A partir de 2007, l’Association se dynamise avec un nouveau bureau, parallèlement à l’accès au financement de la région Bretagne ; Ces nouveaux moyens, coordonnés par le PNR Armorique (J.SERGENT), vont permettre d’envisager de nouvelles actions telles que les formations nouveaux éleveurs, formation tri de la laine à partir de 2011, et surtout le lancement de la première expérimentation de valorisation laine par la commission laine de l’association (en 2011 puis 2012). Ce premier stock de laine à tricoter sera revendu à B.OSBORNE quand il créera « Les Toisons bretonnes ». Une marque collective « Laine de Bretagne – Gloan breizh – British wools » est déposée par l’association en 2011. La commission laine n’a pas perduré alors et on en est aujourd’hui à espérer que plusieurs membres s’en resaisissent et permettent à tous ceux qui sont intéressés de s’y joindre petit à petit afin que l’essentiel de la laine, aujourd’hui majoritairement jeté, puisse être valorisé.
Un groupe professionnels se créée au sein de l’association en 2013; il a pour but de réfléchir aux actions qui permettraient de s’améliorer techniquement, de mieux connaître la race et ses produits afin de les promouvoir correctement, d’accueillir les porteurs de projets en leur fournissant des données fiables avant leur installation… Ce groupe s’est réuni plusieurs fois en 4 ans mais demande à mes yeux à être dynamisé avec l’aide conjointe de nos deux fédérations régionales et leurs animateurs-trices.
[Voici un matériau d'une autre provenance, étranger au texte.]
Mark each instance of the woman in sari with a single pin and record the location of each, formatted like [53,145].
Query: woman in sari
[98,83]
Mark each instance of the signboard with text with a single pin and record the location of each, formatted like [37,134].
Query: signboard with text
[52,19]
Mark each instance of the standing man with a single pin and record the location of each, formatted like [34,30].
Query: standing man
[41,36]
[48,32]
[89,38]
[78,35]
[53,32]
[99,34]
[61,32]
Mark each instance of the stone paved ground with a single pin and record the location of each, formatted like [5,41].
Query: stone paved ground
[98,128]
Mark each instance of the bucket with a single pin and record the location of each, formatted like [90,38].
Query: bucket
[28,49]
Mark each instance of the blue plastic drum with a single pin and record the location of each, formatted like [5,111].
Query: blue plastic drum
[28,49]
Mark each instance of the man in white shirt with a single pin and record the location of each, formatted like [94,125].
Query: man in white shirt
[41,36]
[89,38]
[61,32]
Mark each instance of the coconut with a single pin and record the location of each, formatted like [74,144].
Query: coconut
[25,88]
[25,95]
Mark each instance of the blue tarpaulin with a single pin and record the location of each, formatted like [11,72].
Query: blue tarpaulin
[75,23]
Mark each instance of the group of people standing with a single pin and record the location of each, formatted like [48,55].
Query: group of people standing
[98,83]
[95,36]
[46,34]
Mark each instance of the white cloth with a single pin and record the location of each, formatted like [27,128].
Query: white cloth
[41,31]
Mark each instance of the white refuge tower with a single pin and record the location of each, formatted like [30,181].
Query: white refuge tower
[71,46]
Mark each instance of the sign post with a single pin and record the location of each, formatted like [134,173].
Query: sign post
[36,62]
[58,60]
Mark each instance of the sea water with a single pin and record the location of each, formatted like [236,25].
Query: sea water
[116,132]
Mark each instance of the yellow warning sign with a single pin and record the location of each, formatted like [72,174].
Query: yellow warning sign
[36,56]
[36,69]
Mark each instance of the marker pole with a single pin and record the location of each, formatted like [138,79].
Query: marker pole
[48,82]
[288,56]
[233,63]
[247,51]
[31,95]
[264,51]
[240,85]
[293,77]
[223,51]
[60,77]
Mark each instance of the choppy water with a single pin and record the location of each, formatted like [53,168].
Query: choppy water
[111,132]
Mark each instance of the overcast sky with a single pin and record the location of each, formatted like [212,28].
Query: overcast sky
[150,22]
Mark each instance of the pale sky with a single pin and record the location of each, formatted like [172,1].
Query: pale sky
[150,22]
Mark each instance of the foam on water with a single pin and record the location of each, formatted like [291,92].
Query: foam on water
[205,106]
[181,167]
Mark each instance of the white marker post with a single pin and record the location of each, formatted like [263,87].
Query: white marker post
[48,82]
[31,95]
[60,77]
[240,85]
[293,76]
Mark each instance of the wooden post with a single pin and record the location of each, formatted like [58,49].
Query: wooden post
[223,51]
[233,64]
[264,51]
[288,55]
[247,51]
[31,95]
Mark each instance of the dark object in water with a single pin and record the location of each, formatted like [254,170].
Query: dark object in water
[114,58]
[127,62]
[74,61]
Une marque est déposée en novembre 2017 « L’agneau Landes de Bretagne ». Il reste maintenant à dynamiser celle-ci d’une manière collective. Il semble au premier abord que les éleveurs souhaitent plus en faire un outil de communication global de promotion de la race qu’un outil de promotion individuel de la viande d’agneau à utiliser par chacun au-travers de sticks collés sur chaque colis.
Nous n’en sommes qu’au début du renouveau du Landes de bretagne, de plus en plus de jeunes s’y intéressent et créent des cheptels professionnels, dont 2 passent maintenant les 200 brebis ; mais la valorisation, bien que se faisant sans difficulté en vente directe auprès d’un public à la recherche de racines autant que de goût, reste confidentielle. Tout reste donc à inventer, si possibkle collectivement : relier systèmes d’élevage et d’engraissement aux produits, objectiver les qualités organoleptiques, savoir en parler, se faire connaître et reconnaître, installer une renommée, ....
En attendant, il y a rapidement un palier à franchir par chacun des éleveurs professionnels, c’est la fierté d’élever cette race bretonne : le penser c’est bien, le dire c’est mieux !
Voilà en quelques mots mon vécu autour de cette race qui m’est chère. L’histoire continue … et plus nous serons à l’écrire, plus elle en sera riche et partagée. Le Landes de Bretagne a de beaux jours devant lui, gageons que les éleveurs sauront le porter hauts et fiers.
Régis FRESNEAU – octobre 2018
PS : Cet article a vocation à s’étoffer et s’amender le cas échéant.
[1]Le fait que les moutons mangent chaque été la pousse annuelle encore molle et appétente permet à l’ajonc de garder un format petit et arrondi.